Todo es pasajero, todo es permanente, todo cambia, nada cambia, todo se repite, todo es relativo, hoy somos, ya fuimos. Me espera una lista enorme de pendientes que puedo poner de lado e ignorar, pero soy demasiado responsable, ser ociosa nunca ha sido uno de mis defectos, tengo muchos, pero el ocio no es uno de ellos. Al final de la jornada, todo importa, quedan "cosas" objetos que van a terminar muchas veces donde uno menos quiere, por eso ahora que mi hijo menor se muda lejos que se lleve las alfombras, los cuadros y algunos adornos para que los disfruten mis nietos. El cuadro de mi abuela estuvo conmigo toda una vida, ahora tiene que cambiar de morada, que ese hogar sea bendecido, que las rosas amarillas pintadas con tanto talento sean parte de sus vidas.

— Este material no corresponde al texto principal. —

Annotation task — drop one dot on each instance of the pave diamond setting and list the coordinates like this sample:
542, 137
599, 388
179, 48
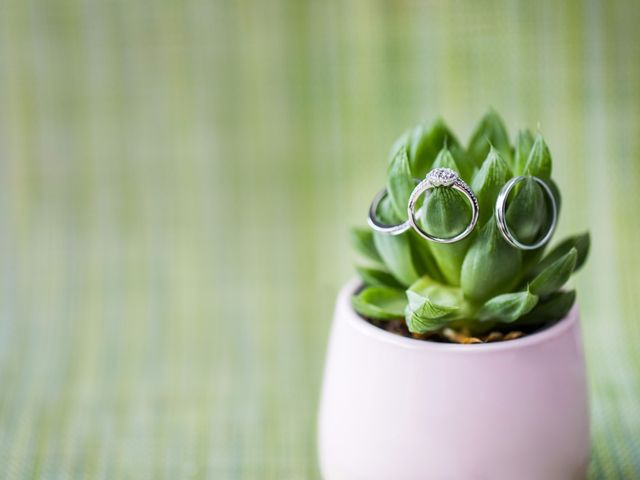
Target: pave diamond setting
442, 177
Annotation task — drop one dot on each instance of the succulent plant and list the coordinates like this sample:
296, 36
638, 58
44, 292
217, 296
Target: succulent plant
480, 284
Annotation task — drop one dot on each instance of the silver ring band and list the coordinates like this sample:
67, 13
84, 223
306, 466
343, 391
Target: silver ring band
501, 213
377, 225
442, 177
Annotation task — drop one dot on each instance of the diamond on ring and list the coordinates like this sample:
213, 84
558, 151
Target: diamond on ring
442, 177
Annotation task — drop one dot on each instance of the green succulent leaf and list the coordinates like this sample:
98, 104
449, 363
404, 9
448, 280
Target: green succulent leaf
527, 215
396, 254
524, 144
491, 266
436, 291
487, 183
425, 143
423, 260
580, 242
433, 305
508, 307
539, 161
445, 160
400, 183
427, 317
555, 190
377, 278
553, 307
380, 303
489, 132
555, 275
482, 280
362, 241
446, 214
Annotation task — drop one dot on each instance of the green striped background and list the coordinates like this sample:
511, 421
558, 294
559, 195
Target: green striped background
177, 179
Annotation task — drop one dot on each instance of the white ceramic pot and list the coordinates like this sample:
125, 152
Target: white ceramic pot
395, 408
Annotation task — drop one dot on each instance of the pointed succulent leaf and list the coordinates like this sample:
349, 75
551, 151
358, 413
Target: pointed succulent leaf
445, 160
362, 241
380, 303
555, 275
424, 315
425, 144
489, 132
491, 266
580, 242
555, 190
527, 215
396, 254
553, 307
437, 292
507, 307
378, 278
447, 213
487, 183
524, 143
539, 161
423, 260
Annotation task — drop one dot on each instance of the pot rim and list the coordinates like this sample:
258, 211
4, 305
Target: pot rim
356, 321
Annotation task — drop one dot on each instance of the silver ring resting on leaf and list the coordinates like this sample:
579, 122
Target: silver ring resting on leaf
442, 177
377, 225
501, 215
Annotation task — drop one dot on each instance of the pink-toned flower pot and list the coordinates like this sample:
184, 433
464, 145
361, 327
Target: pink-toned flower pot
395, 408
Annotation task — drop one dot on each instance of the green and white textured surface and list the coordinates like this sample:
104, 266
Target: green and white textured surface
176, 183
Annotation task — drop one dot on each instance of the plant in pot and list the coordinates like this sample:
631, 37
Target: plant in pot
457, 353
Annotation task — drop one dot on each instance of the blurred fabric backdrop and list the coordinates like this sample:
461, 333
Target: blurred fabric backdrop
176, 183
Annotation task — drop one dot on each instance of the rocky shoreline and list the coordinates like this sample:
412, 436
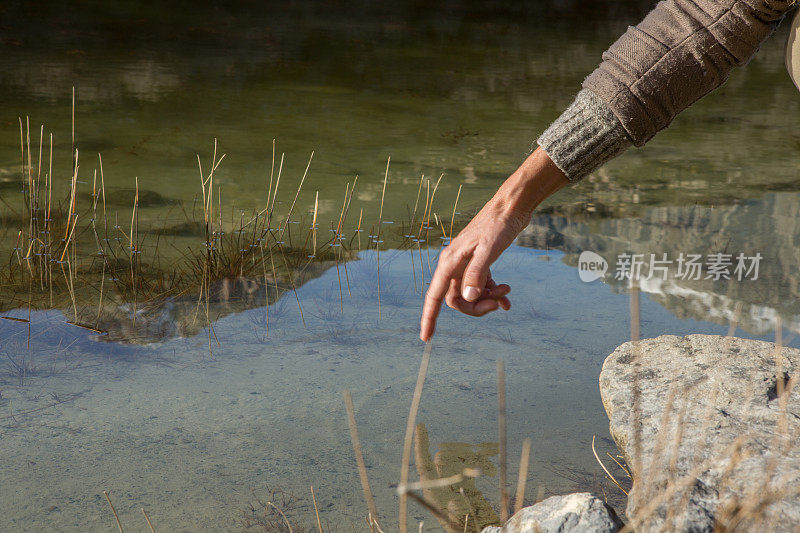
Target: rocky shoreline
707, 426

Nuestra elección con las personas, con las cosas que debemos valorar, dependerá de nuestra capacidad de atención, de un cierto refinamiento que es una forma depurada de espiritualidad. Hoy estoy segura de eso, por eso te agradezco que seas mi amiga, mi amigo, mi lector, mi confidente.

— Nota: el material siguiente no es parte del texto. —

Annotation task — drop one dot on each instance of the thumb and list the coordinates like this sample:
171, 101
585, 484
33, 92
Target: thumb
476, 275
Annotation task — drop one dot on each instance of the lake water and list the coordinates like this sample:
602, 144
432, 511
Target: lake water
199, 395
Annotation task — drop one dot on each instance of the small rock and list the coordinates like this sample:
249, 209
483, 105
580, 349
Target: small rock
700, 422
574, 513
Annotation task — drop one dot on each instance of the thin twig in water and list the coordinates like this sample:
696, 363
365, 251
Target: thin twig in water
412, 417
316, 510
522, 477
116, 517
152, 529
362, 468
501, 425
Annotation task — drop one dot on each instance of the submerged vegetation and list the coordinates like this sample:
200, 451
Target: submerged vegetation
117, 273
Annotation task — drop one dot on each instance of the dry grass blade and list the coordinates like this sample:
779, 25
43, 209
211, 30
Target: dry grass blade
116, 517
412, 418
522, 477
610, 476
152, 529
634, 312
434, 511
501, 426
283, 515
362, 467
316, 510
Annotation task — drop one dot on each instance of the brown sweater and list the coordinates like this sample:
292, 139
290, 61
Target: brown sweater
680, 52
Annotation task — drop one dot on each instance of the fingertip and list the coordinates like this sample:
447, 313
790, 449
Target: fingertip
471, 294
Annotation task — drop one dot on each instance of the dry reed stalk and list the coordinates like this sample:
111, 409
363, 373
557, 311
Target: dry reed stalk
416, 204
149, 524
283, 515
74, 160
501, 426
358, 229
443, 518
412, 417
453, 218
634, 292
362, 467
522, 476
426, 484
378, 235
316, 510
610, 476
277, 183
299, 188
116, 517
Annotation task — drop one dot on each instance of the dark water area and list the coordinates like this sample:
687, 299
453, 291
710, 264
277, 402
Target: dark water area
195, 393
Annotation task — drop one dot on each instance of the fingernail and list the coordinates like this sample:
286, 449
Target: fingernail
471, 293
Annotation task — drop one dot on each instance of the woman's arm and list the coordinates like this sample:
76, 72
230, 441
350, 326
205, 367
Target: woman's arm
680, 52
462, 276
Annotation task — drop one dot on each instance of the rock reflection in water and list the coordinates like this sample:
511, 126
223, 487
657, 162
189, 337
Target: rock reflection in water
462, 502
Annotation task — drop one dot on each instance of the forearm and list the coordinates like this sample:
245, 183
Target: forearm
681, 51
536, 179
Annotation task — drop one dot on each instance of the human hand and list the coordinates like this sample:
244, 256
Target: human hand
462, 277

Tal vez la música sea el lenguaje de la armonía perfecta, no necesita intermediarios y se dirije directamente a los sentidos. Los libros necesitan lectores atentos, sensibles, muchas veces generosos. Pienso en todos los libros que se publican aquí pese a todo y con mucha ilusión, creo que es un rasgo noble y sano. Pienso en la generosidad de esos jóvenes que se imponen a la dureza del paisaje peruano, y que sueñan con entregar algo de belleza y de espiritual con sus libros. Creo que eso me conmueve. Hoy pensaba: lo que me gusta de los demás son sus defectos, lo que los hace humanos, incluso en lo escrito, es lo que me toca de cerca.